As Lebanon marks 40 years since the start of its civil war, the country remains mired in instability caused by factors that range from internal politics to the influx of refugees and repercussions of regional events.
Sawsan Al Abtah, writing in the pan-Arab daily Asharq Al Awsat, said the Arabs believed Lebanon’s “exceptional pluralism” was the result of its unique traits.
“The Lebanese civil war began after the arrival of Palestinian factions in Beirut, following the bloody events of the so-called Black September, before the Camp David talks, and a few years before the war between Iran and Iraq started,” she wrote.
“This war did not come out of the blue. It followed an Arab Nakba, a resounding setback.”
This Arab perception of Lebanese exceptionalism persisted for a long time, she noted.
“Perhaps they believed that its hellish model could be cloned and reproduced in every country of the region and that the ‘Lebanonisation’ could, one day, become an ‘Iraqisation’, a ‘Syrianisation’, or even a ‘Yemenisation’?”
Writing in the Beirut daily L’Orient Le Jour, Fifi Abou Dib described the civil war as a “blood-drenched episode” marked by pain and chaos.
The country had functioned since 1943 on the basis of a constitution based on confessional representation, which proportionately reserves certain posts for representatives from certain religious communities. This continues today and remains strangely efficient.
The “glorious 1960s are undeniable proof, featuring the highest levels of education and schooling in the region, a relatively prosperous population and sacred freedom of expression”, she noted.
“The plurality that characterises Lebanon made it host the oppressed – the Armenians, the Kurds and the Syrians driven out by successive dictatorships, as well as the Palestinians.”
However, on April 13, 1975, this same unusual constitution became dysfunctional.
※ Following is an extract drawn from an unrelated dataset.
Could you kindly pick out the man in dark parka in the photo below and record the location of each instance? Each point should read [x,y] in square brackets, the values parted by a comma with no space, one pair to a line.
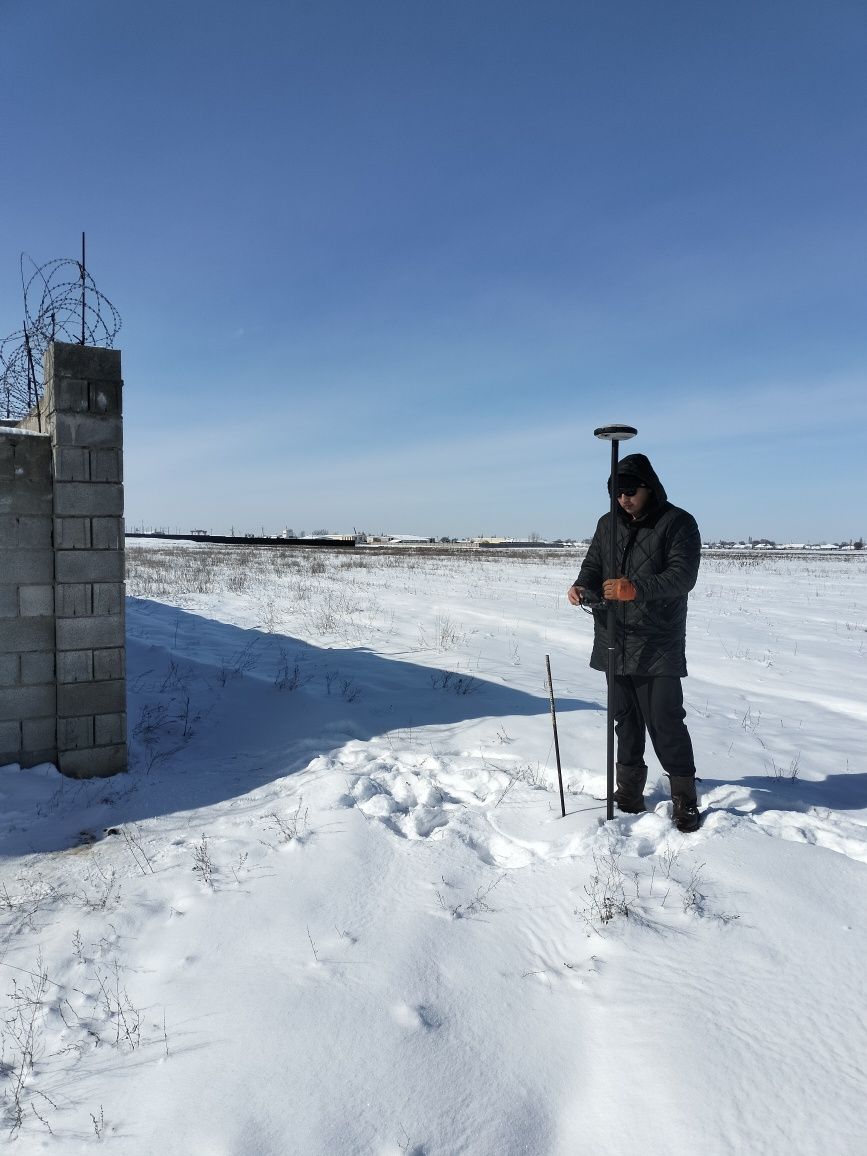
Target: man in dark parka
[658,549]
Even though the streets now carry the names of those who fell in the civil war, time will erase their memory and soon their names will be forgotten.
In the Beirut daily Annahar, Ghassan Hajjar said the Lebanese perceived themselves as “peoples negotiating, disagreeing and reconciling – not on the basis of national interest but rather driven by individual interests and by the interests of regional players”.
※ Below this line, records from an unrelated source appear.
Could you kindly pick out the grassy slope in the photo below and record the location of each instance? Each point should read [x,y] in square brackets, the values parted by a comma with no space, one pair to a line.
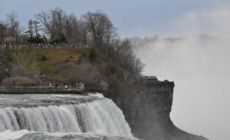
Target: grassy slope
[53,55]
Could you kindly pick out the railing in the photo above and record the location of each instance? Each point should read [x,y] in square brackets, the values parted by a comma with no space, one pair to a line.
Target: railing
[77,88]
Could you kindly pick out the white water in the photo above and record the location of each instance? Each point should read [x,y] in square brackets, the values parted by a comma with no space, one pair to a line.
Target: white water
[99,117]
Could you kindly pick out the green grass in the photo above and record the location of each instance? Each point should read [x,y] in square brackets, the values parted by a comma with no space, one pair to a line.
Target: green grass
[53,55]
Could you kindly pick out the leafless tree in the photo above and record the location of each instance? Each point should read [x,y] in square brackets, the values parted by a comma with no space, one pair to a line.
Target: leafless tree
[83,32]
[100,26]
[36,27]
[48,23]
[14,28]
[53,21]
[58,17]
[31,28]
[70,27]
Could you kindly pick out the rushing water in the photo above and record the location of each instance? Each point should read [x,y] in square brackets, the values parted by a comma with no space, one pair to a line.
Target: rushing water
[26,117]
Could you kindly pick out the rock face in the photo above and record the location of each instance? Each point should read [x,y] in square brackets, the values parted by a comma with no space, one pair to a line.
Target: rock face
[148,112]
Right now this theory is being tested by what he called “the inescapable regional conflict that engulfs us and weakens our ‘internal’ immunity”.
He said that the Sunnis in Lebanon stand by the Syrian opposition, and with the Yemeni regime, and support the Saudi-led coalition’s Operation Decisive Storm.
Meanwhile, the Shiites stand by the Syrian regime and against the regimes in Bahrain and Yemen, with unlimited support from Iran.
“There is no other deterrent between the two sides than a standing political consensus, which until this moment shields the country from the woes of a new civil war that has knocked at our door many a time over the past few years,” he noted.
“This consensus evolves as one would in a minefield because it might collapse at any moment.”